I am a machine learning researcher at STR residing in Boston, Massachusetts. Previously, I was a data scientist at Evonik. Broadly, I am interested in the intersection of optimization, linear algebra, and deep learning. Specifically, I am interested in graph deep learning, first-order optimization methods, and minimax optimization.
I completed my PhD in mathematics at Rensselaer Polytechnic Institute where I was advised by Yangyang Xu and mentored by Jie Chen. My research focus was on providing complexity analysis for first-order optimization methods in decentralized computing environments.
My resume is available upon request.
BoFire: Bayesian Optimization Framework Intended for Real Experiments
Johannes P. Dürholt, et. al.
Variance-reduced accelerated methods for decentralized stochastic double-regularized nonconvex strongly-concave minimax problems
Gabriel Mancino-Ball and Yangyang Xu
Jointly Improving the Sample and Communication Complexities in Decentralized Stochastic Minimax Optimization
Xuan Zhang, Gabriel Mancino-Ball, Necdet Serhat Aybat, and Yangyang Xu
Proceedings of the 38th AAAI Conference on Artificial Intelligence, 2024
Proximal stochastic recursive momentum methods for nonconvex composite decentralized optimization
Gabriel Mancino-Ball, Shengnan Miao, Yangyang Xu, and Jie Chen
Proceedings of the 37th AAAI Conference on Artificial Intelligence, 2023
A decentralized primal-dual framework for non-convex smooth consensus optimization
Gabriel Mancino-Ball, Yangyang Xu, and Jie Chen
IEEE Transactions on Signal Processing, 2023
A PyTorch implementation of the FastGCN method
The goal of this project was to create a PyTorch implementation of the FastGCN method. The code base is designed for large-scale datasets (i.e. the OGB datasets) with new features such as mini-batch inference. All models were built from scratch to facilitate maximum learning.

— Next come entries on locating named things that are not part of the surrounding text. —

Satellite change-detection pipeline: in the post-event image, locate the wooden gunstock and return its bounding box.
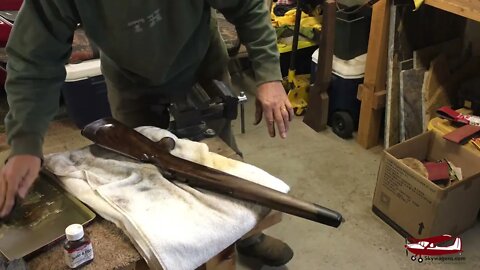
[82,118,343,227]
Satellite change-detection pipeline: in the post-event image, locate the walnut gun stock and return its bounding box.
[82,118,343,227]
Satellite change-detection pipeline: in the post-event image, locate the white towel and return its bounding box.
[45,127,289,270]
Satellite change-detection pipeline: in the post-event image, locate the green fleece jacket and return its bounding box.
[5,0,281,157]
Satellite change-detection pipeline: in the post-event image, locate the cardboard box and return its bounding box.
[373,131,480,238]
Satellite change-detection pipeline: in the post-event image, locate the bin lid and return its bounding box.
[65,59,102,82]
[312,49,367,79]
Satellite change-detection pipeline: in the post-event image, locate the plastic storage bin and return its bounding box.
[311,50,367,139]
[62,59,111,128]
[334,7,372,60]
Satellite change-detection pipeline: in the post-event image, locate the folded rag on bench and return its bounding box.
[45,127,289,270]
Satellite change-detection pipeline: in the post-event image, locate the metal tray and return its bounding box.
[0,171,95,261]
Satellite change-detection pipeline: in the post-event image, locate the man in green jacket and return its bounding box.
[0,0,293,265]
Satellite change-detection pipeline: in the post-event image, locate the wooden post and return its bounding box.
[357,0,391,148]
[303,0,336,131]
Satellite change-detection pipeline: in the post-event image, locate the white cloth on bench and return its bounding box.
[45,127,289,270]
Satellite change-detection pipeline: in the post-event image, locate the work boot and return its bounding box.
[236,233,293,266]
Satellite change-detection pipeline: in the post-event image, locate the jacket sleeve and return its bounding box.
[5,0,78,157]
[208,0,282,84]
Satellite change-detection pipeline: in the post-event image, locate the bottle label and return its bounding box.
[64,243,93,268]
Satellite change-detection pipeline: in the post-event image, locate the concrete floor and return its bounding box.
[0,70,480,270]
[233,71,480,270]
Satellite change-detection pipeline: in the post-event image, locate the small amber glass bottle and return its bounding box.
[63,224,93,269]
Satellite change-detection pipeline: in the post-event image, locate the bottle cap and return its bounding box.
[65,224,83,241]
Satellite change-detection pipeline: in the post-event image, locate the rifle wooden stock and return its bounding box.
[82,118,343,227]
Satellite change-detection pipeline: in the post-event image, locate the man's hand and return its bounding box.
[0,155,41,217]
[255,82,293,138]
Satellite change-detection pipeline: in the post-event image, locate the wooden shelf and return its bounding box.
[425,0,480,22]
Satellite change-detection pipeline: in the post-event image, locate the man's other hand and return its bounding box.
[0,155,41,217]
[255,82,293,138]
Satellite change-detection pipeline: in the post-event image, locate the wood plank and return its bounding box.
[422,54,451,128]
[400,69,425,140]
[357,0,391,148]
[383,5,400,148]
[303,0,336,132]
[425,0,480,22]
[413,38,463,69]
[384,5,465,147]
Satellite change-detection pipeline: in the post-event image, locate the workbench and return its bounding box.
[0,120,282,270]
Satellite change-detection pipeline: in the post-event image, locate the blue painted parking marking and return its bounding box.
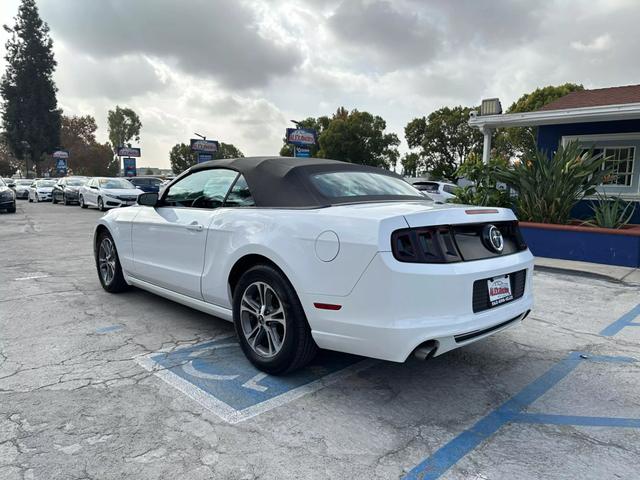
[600,304,640,337]
[404,352,640,480]
[137,337,374,423]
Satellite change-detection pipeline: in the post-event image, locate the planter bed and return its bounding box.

Decentralized training of graph convolutional networks
The goal of this project was study the effect of (decentralized) distributed training of graph neural networks. Up to 32 GPUs were utilized to perform parallel gradient computations with local data while MPI was used to propagate updates throughout the GPUs. This project served as a foundation for future projects where training with multiple GPUs was required.